Es gibt einen Teil in mir, der manchmal denkt: “Wenn ihr die Forschung so mit Füßen tretet, wenn ihr einen Gesundheitsminister in den USA auftreten lasst, der öffentlich kuriose Thesen über Autismus verbreitet, die dann der Präsident aufgreift, werdet ihr sehen, wohin das führt”. Medizinischen, technischen und wirtschaftlichen Fortschritt erreichst du nur mit Wissenschaft, die frei arbeiten kann, die gut funktioniert, die nicht gegängelt wird. Aber den Gedanken lege ich schnell wieder ab. Mitgefühl mit den Forschenden in den USA und anderswo, denen Druck gemacht wird, die ausgegrenzt werden, überwiegen dann. Und daraus entsteht die Motivation, noch mal mehr für die Wissenschaft einzustehen und andere dafür zu begeistern.

Foto: Jonathan Welzel
Sie sind generell bekannt dafür, wissenschaftliche Erkenntnisse verständlich an die Öffentlichkeit zu bringen. Wie gut unterstützt das deutsche Wissenschaftssystem eigentlich Wissenschaftler:innen dabei, ihre Ergebnisse außerhalb der Fachwelt zu kommunizieren?

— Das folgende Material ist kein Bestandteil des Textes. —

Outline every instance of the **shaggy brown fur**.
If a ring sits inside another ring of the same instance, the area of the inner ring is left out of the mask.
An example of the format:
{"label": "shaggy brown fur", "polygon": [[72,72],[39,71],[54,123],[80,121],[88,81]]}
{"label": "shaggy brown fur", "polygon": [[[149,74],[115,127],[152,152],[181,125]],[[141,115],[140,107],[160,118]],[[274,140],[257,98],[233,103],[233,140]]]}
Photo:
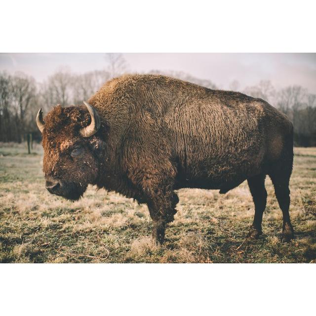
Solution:
{"label": "shaggy brown fur", "polygon": [[258,237],[269,175],[283,213],[284,237],[292,237],[293,127],[265,101],[164,76],[129,75],[107,82],[88,102],[102,118],[90,138],[79,133],[90,122],[84,107],[57,106],[45,118],[46,185],[59,181],[52,193],[77,199],[90,183],[146,203],[153,237],[162,242],[176,212],[175,190],[225,193],[247,180],[255,208],[249,235]]}

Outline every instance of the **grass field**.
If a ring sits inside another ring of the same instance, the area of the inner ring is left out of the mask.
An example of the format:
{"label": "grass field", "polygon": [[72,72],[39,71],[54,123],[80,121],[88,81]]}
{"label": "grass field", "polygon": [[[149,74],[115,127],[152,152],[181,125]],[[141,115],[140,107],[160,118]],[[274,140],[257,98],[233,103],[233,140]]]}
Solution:
{"label": "grass field", "polygon": [[316,148],[296,148],[290,183],[295,238],[280,241],[282,213],[271,182],[264,235],[245,239],[254,206],[247,183],[225,195],[182,189],[162,246],[150,236],[147,206],[89,187],[72,202],[44,188],[42,152],[0,144],[1,262],[316,262]]}

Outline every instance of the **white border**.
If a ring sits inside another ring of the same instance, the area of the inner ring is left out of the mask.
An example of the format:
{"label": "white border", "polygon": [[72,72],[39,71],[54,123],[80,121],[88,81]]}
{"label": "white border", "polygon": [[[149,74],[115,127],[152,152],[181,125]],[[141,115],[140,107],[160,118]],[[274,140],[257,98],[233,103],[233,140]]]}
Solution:
{"label": "white border", "polygon": [[1,52],[316,51],[308,0],[11,0],[1,9]]}

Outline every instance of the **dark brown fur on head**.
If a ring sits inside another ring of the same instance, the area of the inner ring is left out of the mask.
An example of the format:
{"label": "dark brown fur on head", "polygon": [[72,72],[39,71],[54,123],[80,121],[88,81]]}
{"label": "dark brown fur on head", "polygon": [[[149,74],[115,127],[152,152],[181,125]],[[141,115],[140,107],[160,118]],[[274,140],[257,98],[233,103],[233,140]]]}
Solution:
{"label": "dark brown fur on head", "polygon": [[[46,186],[59,182],[58,188],[51,193],[78,199],[89,184],[96,183],[100,168],[98,155],[105,146],[101,137],[104,137],[105,133],[100,137],[99,131],[91,137],[83,137],[80,129],[90,121],[83,106],[62,108],[59,105],[45,117],[43,171]],[[104,128],[101,126],[100,129]],[[75,148],[78,156],[72,155]]]}

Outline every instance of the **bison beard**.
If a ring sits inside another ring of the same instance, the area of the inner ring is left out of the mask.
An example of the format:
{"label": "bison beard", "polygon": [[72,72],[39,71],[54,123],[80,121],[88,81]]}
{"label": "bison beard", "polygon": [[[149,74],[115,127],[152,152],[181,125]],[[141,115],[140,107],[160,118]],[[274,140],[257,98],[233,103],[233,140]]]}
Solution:
{"label": "bison beard", "polygon": [[[56,107],[44,121],[39,112],[43,171],[61,181],[52,193],[78,199],[92,184],[146,203],[153,236],[162,243],[176,212],[174,190],[224,194],[246,180],[255,206],[248,236],[257,238],[269,175],[283,239],[293,237],[293,126],[265,101],[164,76],[126,75],[106,83],[89,103]],[[80,155],[72,152],[79,144]]]}

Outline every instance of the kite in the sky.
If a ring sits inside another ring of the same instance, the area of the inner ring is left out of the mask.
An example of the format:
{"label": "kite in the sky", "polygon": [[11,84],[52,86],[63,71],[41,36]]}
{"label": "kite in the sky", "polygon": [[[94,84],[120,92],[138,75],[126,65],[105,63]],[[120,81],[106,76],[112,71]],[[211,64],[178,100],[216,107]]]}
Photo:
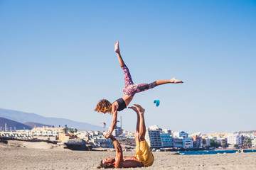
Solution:
{"label": "kite in the sky", "polygon": [[105,122],[101,122],[100,123],[103,123],[103,128],[106,128],[106,123]]}
{"label": "kite in the sky", "polygon": [[154,100],[154,103],[156,103],[156,107],[158,107],[160,104],[159,100]]}

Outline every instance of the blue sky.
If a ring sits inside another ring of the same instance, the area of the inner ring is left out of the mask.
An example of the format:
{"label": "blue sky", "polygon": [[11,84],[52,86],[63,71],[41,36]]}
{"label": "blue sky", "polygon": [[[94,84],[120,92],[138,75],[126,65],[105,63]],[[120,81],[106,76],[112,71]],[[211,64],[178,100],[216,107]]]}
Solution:
{"label": "blue sky", "polygon": [[135,95],[146,126],[255,130],[255,1],[0,1],[0,108],[110,125],[93,109],[122,96],[119,40],[135,84],[184,81]]}

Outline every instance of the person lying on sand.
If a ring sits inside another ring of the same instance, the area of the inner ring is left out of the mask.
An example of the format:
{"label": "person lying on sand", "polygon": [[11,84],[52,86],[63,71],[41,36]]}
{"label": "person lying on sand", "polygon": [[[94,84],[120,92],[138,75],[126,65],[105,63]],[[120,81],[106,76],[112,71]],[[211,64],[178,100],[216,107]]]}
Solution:
{"label": "person lying on sand", "polygon": [[100,168],[131,168],[149,166],[153,164],[154,156],[150,151],[149,144],[145,140],[146,125],[144,114],[145,109],[138,104],[129,107],[134,110],[137,115],[137,123],[136,125],[135,157],[123,157],[122,147],[112,135],[105,135],[106,138],[110,138],[116,149],[116,157],[107,157],[100,162],[98,169]]}

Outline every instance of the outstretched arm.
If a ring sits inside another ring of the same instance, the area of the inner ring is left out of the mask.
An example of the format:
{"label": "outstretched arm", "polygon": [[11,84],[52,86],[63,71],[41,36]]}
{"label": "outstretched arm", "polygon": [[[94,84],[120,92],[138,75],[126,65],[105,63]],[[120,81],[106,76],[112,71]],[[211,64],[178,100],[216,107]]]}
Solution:
{"label": "outstretched arm", "polygon": [[118,61],[119,62],[120,67],[122,67],[123,65],[124,65],[124,62],[121,57],[120,49],[119,47],[119,42],[118,41],[114,42],[114,52],[117,52],[117,54]]}
{"label": "outstretched arm", "polygon": [[110,132],[107,132],[105,137],[107,139],[109,139],[110,135],[113,132],[117,124],[117,106],[116,104],[112,104],[112,108],[111,113],[112,113],[112,122],[111,124]]}
{"label": "outstretched arm", "polygon": [[116,149],[116,157],[115,157],[115,165],[114,166],[116,168],[121,168],[122,167],[122,163],[123,163],[123,154],[122,154],[122,149],[121,144],[118,141],[114,138],[114,137],[112,135],[110,135],[110,138],[113,142],[114,149]]}
{"label": "outstretched arm", "polygon": [[112,123],[111,125],[111,128],[110,128],[110,135],[112,135],[112,133],[113,132],[115,127],[117,126],[117,110],[114,110],[112,112]]}

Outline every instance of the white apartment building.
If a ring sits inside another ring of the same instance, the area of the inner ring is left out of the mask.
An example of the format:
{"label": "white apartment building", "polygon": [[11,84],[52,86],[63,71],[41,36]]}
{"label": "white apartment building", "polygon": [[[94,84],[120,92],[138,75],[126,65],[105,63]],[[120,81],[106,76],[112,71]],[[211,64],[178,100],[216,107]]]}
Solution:
{"label": "white apartment building", "polygon": [[193,147],[193,138],[192,137],[183,137],[183,147],[186,148]]}
{"label": "white apartment building", "polygon": [[174,147],[174,141],[172,137],[169,133],[160,133],[160,137],[163,147]]}
{"label": "white apartment building", "polygon": [[173,137],[188,137],[188,133],[185,132],[184,131],[178,131],[173,133]]}
{"label": "white apartment building", "polygon": [[242,145],[242,136],[239,134],[234,134],[227,137],[227,142],[228,144]]}
{"label": "white apartment building", "polygon": [[[110,132],[111,127],[107,130],[107,132]],[[121,127],[116,126],[113,130],[112,135],[113,136],[118,137],[122,134],[122,129]]]}
{"label": "white apartment building", "polygon": [[110,139],[105,139],[105,137],[94,137],[92,139],[93,144],[95,146],[104,148],[114,148],[113,142]]}
{"label": "white apartment building", "polygon": [[161,129],[157,125],[150,126],[146,128],[145,139],[150,148],[163,147],[160,132],[161,132]]}
{"label": "white apartment building", "polygon": [[256,147],[256,138],[254,138],[253,140],[252,140],[252,147]]}
{"label": "white apartment building", "polygon": [[173,140],[174,140],[174,147],[177,147],[177,148],[183,147],[183,139],[178,137],[173,137]]}

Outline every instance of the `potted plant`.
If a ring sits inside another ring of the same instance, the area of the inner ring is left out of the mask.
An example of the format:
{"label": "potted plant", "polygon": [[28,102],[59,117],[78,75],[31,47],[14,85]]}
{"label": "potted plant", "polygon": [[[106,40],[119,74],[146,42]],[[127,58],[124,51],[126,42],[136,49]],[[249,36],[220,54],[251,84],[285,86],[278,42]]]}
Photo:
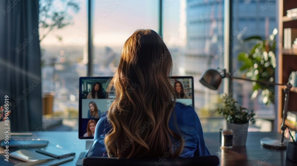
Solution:
{"label": "potted plant", "polygon": [[227,128],[233,131],[233,146],[244,146],[247,141],[249,123],[254,123],[255,114],[238,104],[230,94],[223,95],[218,103],[217,110],[227,121]]}

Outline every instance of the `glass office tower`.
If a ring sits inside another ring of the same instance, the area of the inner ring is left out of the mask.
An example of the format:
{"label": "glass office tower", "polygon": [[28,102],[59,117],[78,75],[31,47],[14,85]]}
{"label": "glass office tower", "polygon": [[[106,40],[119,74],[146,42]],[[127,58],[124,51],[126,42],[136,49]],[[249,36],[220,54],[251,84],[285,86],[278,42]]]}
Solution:
{"label": "glass office tower", "polygon": [[[230,34],[229,40],[232,42],[230,48],[233,68],[230,71],[235,71],[234,74],[238,76],[243,75],[238,70],[241,64],[237,60],[237,55],[240,52],[248,51],[255,44],[254,41],[244,44],[243,39],[254,36],[267,39],[276,27],[275,3],[272,1],[266,7],[267,2],[264,0],[233,1],[233,34]],[[195,105],[199,114],[211,109],[218,94],[223,92],[222,85],[218,91],[211,90],[201,86],[199,79],[208,68],[223,67],[225,48],[223,38],[224,4],[223,0],[187,1],[187,49],[179,65],[184,69],[184,74],[193,75],[196,79]],[[260,114],[273,115],[273,106],[266,108],[260,98],[251,100],[252,90],[250,82],[235,82],[233,87],[235,98],[244,106],[258,110]]]}

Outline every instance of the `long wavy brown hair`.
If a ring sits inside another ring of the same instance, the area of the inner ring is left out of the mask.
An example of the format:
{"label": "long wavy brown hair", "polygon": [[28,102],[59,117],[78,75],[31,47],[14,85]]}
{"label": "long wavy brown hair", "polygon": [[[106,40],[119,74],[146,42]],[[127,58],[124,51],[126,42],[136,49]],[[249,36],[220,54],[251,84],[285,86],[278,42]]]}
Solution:
{"label": "long wavy brown hair", "polygon": [[[107,114],[111,129],[104,141],[109,157],[176,157],[181,153],[183,138],[168,124],[176,100],[168,77],[172,64],[162,38],[152,30],[137,30],[126,41],[108,88],[116,94]],[[178,146],[173,146],[177,140]]]}

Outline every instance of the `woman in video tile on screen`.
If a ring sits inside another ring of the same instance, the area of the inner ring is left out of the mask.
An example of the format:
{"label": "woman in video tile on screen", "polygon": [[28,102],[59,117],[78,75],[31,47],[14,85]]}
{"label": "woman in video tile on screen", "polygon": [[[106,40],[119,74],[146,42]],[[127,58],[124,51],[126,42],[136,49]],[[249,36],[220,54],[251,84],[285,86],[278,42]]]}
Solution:
{"label": "woman in video tile on screen", "polygon": [[114,89],[115,98],[99,120],[86,157],[210,155],[195,110],[176,102],[169,77],[172,66],[170,52],[155,31],[138,30],[128,39],[107,91]]}
{"label": "woman in video tile on screen", "polygon": [[83,135],[83,136],[94,137],[94,133],[95,132],[95,129],[97,123],[96,121],[94,119],[90,119],[88,122],[88,126],[87,127],[87,132]]}
{"label": "woman in video tile on screen", "polygon": [[102,85],[100,82],[96,82],[92,86],[92,91],[89,92],[87,99],[102,99],[104,96],[102,94]]}
{"label": "woman in video tile on screen", "polygon": [[185,93],[183,84],[180,81],[177,81],[174,83],[174,91],[177,99],[190,98],[190,96]]}
{"label": "woman in video tile on screen", "polygon": [[89,103],[89,108],[88,111],[88,118],[89,119],[97,119],[101,117],[101,111],[98,110],[97,105],[95,102],[91,101]]}

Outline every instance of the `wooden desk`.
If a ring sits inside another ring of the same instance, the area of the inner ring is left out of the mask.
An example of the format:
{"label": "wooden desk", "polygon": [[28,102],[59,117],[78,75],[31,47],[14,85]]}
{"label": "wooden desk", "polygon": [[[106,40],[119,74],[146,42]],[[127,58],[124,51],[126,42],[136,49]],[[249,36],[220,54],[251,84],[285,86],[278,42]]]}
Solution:
{"label": "wooden desk", "polygon": [[[36,133],[38,138],[49,140],[48,145],[58,144],[64,148],[73,149],[73,151],[76,154],[73,160],[61,165],[62,166],[75,165],[80,153],[88,151],[85,149],[86,140],[78,138],[77,132],[48,131]],[[220,147],[219,135],[218,132],[204,133],[206,146],[211,154],[219,156],[220,165],[297,165],[297,163],[292,163],[286,160],[285,150],[277,150],[274,149],[264,148],[260,145],[260,140],[263,138],[280,138],[280,135],[278,133],[249,133],[246,146],[233,147],[233,149],[226,150],[222,150]],[[0,148],[0,165],[14,165],[23,162],[12,158],[9,159],[9,162],[4,161],[4,150]],[[18,149],[10,148],[9,151],[11,153],[17,150]]]}

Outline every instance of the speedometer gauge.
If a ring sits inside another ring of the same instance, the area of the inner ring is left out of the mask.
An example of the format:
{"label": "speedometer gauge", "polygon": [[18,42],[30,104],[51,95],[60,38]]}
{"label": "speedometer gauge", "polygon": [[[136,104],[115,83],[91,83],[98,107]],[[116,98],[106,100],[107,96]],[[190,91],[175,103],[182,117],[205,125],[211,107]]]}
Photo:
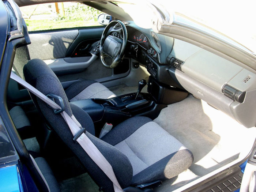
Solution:
{"label": "speedometer gauge", "polygon": [[143,33],[142,33],[140,35],[138,41],[140,41],[140,42],[142,43],[143,42],[143,40],[144,39],[144,37],[146,37],[145,36],[145,35],[144,35]]}

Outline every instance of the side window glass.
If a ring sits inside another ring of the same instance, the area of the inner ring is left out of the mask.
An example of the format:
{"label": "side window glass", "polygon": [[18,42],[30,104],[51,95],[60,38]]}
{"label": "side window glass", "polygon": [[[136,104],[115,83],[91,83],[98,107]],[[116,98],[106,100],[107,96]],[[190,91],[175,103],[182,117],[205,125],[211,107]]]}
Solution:
{"label": "side window glass", "polygon": [[102,25],[98,17],[103,13],[80,3],[45,3],[20,9],[29,31]]}

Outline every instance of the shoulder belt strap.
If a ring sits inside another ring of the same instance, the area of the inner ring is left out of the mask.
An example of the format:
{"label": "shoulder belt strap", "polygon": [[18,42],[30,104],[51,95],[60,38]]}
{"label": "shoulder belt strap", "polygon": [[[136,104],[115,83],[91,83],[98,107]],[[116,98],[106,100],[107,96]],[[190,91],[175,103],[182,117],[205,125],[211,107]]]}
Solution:
{"label": "shoulder belt strap", "polygon": [[[61,109],[59,105],[12,72],[11,74],[10,77],[54,109]],[[82,126],[80,124],[74,115],[71,117],[65,111],[61,112],[60,114],[68,125],[73,135],[75,135],[81,129]],[[115,192],[123,192],[116,177],[112,166],[86,135],[83,133],[76,141],[93,161],[113,182]]]}

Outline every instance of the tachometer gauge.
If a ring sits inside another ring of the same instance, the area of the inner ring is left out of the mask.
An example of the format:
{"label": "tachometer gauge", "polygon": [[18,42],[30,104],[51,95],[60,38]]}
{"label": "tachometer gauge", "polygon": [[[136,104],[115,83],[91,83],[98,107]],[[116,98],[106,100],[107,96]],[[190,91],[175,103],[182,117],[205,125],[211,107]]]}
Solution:
{"label": "tachometer gauge", "polygon": [[142,43],[143,41],[143,39],[144,39],[144,37],[145,37],[145,35],[144,35],[143,33],[142,33],[139,38],[138,41],[139,41],[140,42]]}

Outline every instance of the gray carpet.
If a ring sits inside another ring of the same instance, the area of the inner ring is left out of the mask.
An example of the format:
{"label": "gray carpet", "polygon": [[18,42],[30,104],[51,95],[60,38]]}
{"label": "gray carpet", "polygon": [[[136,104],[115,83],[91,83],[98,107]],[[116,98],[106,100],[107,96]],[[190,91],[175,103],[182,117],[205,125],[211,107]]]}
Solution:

Ich spreche für meine“Terra Xplore”-Sendungen mit vielen Menschen aus der Forschung. Es begeistert mich, den Menschen zuzuhören. In Deutschland gibt es viel Top-Forschung und viele wirklich große Köpfe in der Wissenschaft, die viel zu selten eine Bühne bekommen. Ich denke, der Anspruch darf sein, dass Wissenschaftler:innen sich auch darum kümmern, ihre Wissenschaft in die Welt zu bringen und dass sie viele Leute erreicht. Aber ich finde auch, dass das ein zweischneidiges Schwert ist. Als Forschender bist du für die Forschung zuständig. Und die Kommunikation darüber ist eine zusätzliche Aufgabe. Die kann von Forschenden kommen, aber ich würde mir auch wünschen, dass die Medien grundsätzlich mehr über Forschung berichten.
Also ich bin total dankbar, wenn mir eine Professorin etwas erzählt und sich dabei Mühe gibt, verständlich zu sein und sich die Zeit nimmt. Aber ich verstehe auch, wenn sie sagt: „Ich brauche kein Instagram oder TikTok, ich mache Forschung.”
Wieso ist Wissenschaftskommunikation für Sie so wichtig?
Eine Freundin meiner Mutter hatte mich schon als Kind als Naturentdecker beschrieben. Ich bin aufgewachsen mit dem Mindset, ein kleines Glas zu haben, mit einer Lupe auf der Klappe, um Käfer zu untersuchen. Ich habe selbst geforscht, zu Frauen in Top-Führungspositionen, habe Studien veröffentlicht. Ich habe mich lange gefragt, ob ich vielleicht in der Forschung bleiben möchte. Aber dann stehe ich Backstage hinter der Bühne und beobachte, wie die Menschen zur Location laufen. Die haben sich einen Babysitter für den Abend besorgt. Und da ist Stefan, der mit seiner Maria an der Hand hier hinläuft. Der vielleicht den ganzen Tag Ölwannen in seiner Werkstatt abgeschraubt hat und sie hat den ganzen Tag bei der Versicherung gearbeitet, sie haben nichts mit Psychologie zu tun. Sie wissen nicht, was eine randomisierte Kontrollstudie ist. Die wissen nicht, was ein Fixed-Effekt ist. Und genau die kommen und haben zwei Stunden Lust mir zuzuhören. Das finde ich total faszinierend.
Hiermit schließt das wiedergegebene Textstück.